Part of the reason (I think) is that methane is really not the best liquid to use for transpiration. It pyrolizes in high temperatures, causing coking (similar to burning "fuel-rich") which could clog up the transpiration pores. LOX is not much better; pure oxygen is highly reactive. It's possible they could do the transpiration with a separate small tank of e.g. liquid nitrogen I suppose, although its heat of vaporization is less than half of methane. And maybe they'll do something like this for the most vulnerable, highest-heat areas, though probably not for the entire heat shield.
My guess is that they'll end up with an ablative layer underneath the tiles, as a backup in case a tile falls off.
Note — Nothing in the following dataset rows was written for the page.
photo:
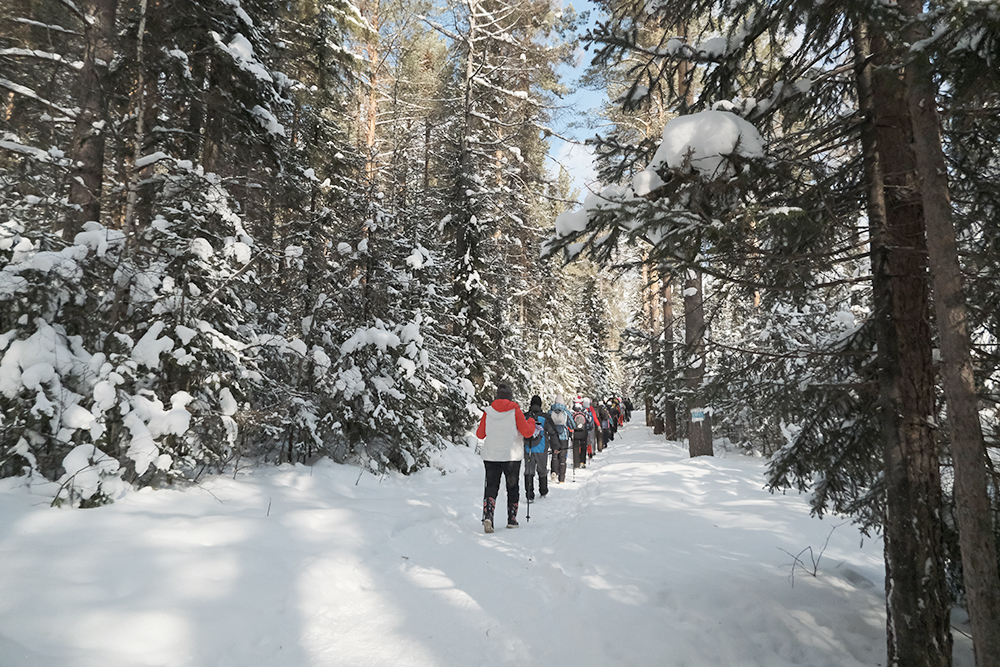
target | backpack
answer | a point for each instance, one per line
(537, 436)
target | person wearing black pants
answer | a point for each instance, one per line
(557, 437)
(502, 429)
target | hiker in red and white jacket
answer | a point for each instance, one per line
(503, 428)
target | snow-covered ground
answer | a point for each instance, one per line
(648, 558)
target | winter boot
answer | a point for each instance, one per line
(512, 515)
(489, 504)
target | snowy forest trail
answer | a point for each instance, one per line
(649, 558)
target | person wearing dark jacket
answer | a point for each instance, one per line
(536, 453)
(557, 436)
(582, 424)
(502, 429)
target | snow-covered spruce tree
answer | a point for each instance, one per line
(735, 72)
(504, 55)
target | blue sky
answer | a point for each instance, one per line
(576, 158)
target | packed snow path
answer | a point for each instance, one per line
(648, 559)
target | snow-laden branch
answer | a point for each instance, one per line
(516, 94)
(24, 91)
(42, 55)
(46, 26)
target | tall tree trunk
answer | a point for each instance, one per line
(918, 632)
(699, 422)
(87, 146)
(975, 522)
(667, 308)
(140, 133)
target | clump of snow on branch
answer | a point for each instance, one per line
(700, 142)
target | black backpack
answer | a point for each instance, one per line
(539, 433)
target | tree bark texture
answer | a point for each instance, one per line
(699, 423)
(975, 522)
(669, 405)
(917, 606)
(87, 147)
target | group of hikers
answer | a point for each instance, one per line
(510, 436)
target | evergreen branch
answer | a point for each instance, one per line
(24, 91)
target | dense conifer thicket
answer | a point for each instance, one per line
(275, 230)
(818, 198)
(281, 230)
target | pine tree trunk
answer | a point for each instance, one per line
(669, 406)
(699, 423)
(87, 147)
(918, 632)
(975, 526)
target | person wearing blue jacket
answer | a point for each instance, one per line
(536, 453)
(558, 431)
Starship's heat shield area is about 900 square meters. For comparison, Dragon uses an 8cm-thick PICA-X heat shield, about 2cm of which is "consumed" on each reentry. (1cm charred, 1cm pyrolized.) So suppose an intermediate 2cm PICA-X layer would be sufficient to keep Starship intact if a few tiles fall off. PICA-X has a density around 0.27g/cm^3, so a 2cm layer underneath Starship's heat shield would mass just under 5 metric tons. Not great, but not crazy, especially if it's eventually only used on crew Starship, or for landing high-value payloads. (Hubble retrieval anyone?)
Didn't Elon also say that it the liquid could (somewhat counter-intuitively) get "shock frozen" in the pores when the ship slams in to the atmosphere?